En cette fin d’été prolifèrent les mouches
Au grenier leur nuée bourdonne de remous
Mais beaucoup sont tombées sur le sol qu’elles jonchent
Tandis que sur le toit roucoulent des pigeons
Elles sont un produit des colonies de vaches
Parsemant ce pays de bocage et calva
Dans la ferme à côté des ruminantes crèchent
Une stabulation presque dans le secret
Dans l’espace des prés s’exercent des pouliches
Où sinueusement le ruisseau fait son lit
Soudain s’en vont sans cavalier qui les chevauche
Regardées d’un œil rond par des broutards ou veaux
Mainte abeille affairée d’on ne sait quelle ruche
Vient butiner les fleurs qui n’ont pas disparu
Le chant du coq résonne et les oiseaux des branches
Laissent dans mes pensées des ramages vibrants
A la campagne, on finit par ne plus percevoir l’agitation des animaux ni leurs bruits.

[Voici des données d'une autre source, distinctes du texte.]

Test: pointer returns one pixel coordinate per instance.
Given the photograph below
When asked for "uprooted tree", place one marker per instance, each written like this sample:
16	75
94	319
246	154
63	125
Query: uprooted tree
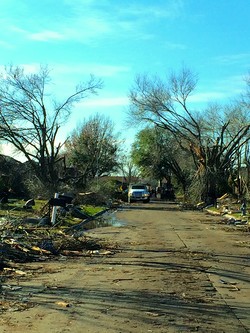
212	139
30	119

A l’aurore on oublie le coq, celui de La Fontaine dont il est question dans la fable de « La vieille et les deux servantes » : « Maudit coq, tu mourras ! » De même qu’on n’est plus réveillé par les volées de cloches à sept heures du matin le dimanche. Si l’on y prête attention de nouveau, tout un monde visuel et sonore réapparaît, où l’homme peut avoir alors la sensation et le sentiment d’être assailli par la rumeur et même le brouhaha de tant de vies diverses autour de lui, au point de ne plus s’entendre lui-même. Ces vies sont pour une bonne part le produit de l’activité humaine, c’est-à-dire de la « domestication » des animaux : mammifères bien sûr, chats, chiens, cochons, ânes, moutons, chevaux, vaches (grosses productrices de lait, de viande et de méthane), mais aussi oiseaux, insectes – à six pattes – tels que la mouche, « musca domestica » (on parle de sa relation de commensalisme étroit avec l’homme), et même araignées – à huit pattes – très présentes dans les maisons, par exemple la « tegenaria domestica ». Au bout du compte, la nature animale qui nous environne est, comme la nature végétale, une culture.